Our Sages generally extend themselves to justify the actions of our Patriarchs. Jacob lied to Isaac, for example, and David sent Uriah to the front lines. The commentator Ramban, however, calls Abraham’s ruse a “great sin” because it put Sarah in danger. I agreed, until I thought about Sarah’s role in the subterfuge. She never did anything she didn’t want to do.

Sarah joined the plan because she and Abraham were partners in a Divine awareness project. They weren’t going to halt that work for anything, including famine or forced relocation to the most depraved nation on Earth.

In fact, they viewed their descent into Egypt as a chance to reach those who were most in need of their message. Accordingly, they devised a structure that would enable them to interact with as many people as possible. Rather than hide Sarah in a box, as one midrash suggests, they shielded her with common parlance, calling her Abraham’s sister — a truth, since she was his niece as well as his wife, according to a midrash. They might even have called her Abraham’s “sister in faith.”

Their plan was wildly successful.

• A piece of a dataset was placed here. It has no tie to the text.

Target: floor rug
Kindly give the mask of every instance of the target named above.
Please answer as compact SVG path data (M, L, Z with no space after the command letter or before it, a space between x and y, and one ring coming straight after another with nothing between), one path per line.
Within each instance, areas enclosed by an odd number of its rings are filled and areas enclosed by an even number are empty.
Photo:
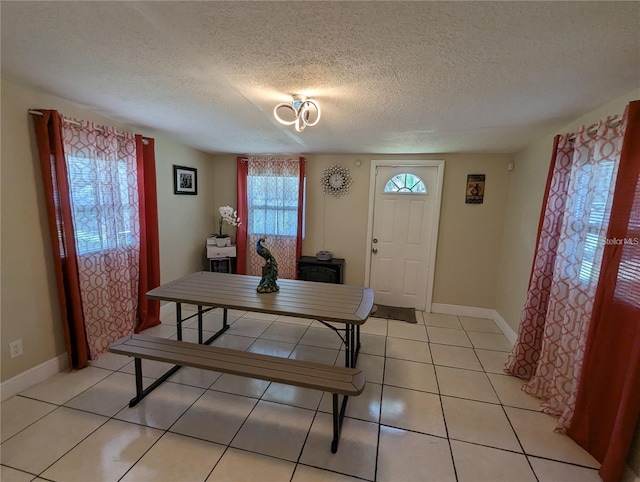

Not only did they gain followers and financial support for their outreach organization, they also brought awareness of the One God to Pharaoh, who thought he was God until HaShem afflicted him and his household for encroaching on the Jewish priestess’ honor.

In a time when popular culture blazes with immodest and immoral behavior, people of faith would do well to emulate Sarah and Abraham’s commitment to spreading Divine awareness.

Rabbi Miriyam Glazer, Professor of Literature Emerita at American Jewish University

With not us, but me. Not “our souls,” “my soul.”

How Abram’s words troubled our commentators. How incisively they noticed that Abram says “now I know” that Sarai is lovely. Had he not known before? Before leaving Haran; while, as midrash says, busy converting others, had either gazed upon the other in appreciation? Passion? Love? Before trudging from Haran to Canaan, through the searing/freezing desert to Egypt, had Abram ever pleasured in his wife’s beauty?

Had there been any intimacy between our ancestral parents?

Or is that very lack of intimacy, that failure to see one’s partner, the price one pays for focusing on one’s own life’s vision, one’s own mission? Does one have to choose, as the poet Yeats said, “perfection of the life or of the work”?

The cost of Abram’s choice is dear. “Sarai” disappears. Like the enslaved women of the American South, the Yazidi women under ISIS. Like any woman viewed as an object, Sarai is erased. The Egyptians saw the woman … the woman was taken into Pharaoh’s house (Genesis 12: 14, 15). Only God’s intervention — afflicting Pharaoh — restores her identity, and then with bitter irony, she is again “Sarai, Abram’s wife.” (Genesis 12:17)

But just as Isaac will disappear after the Akedah, Sarai now disappears from the text. When she returns, it is to offer “Hagar her handmaid the Egyptian” to Abraham. I wonder, when she did so, whether she looked her husband straight in the eye.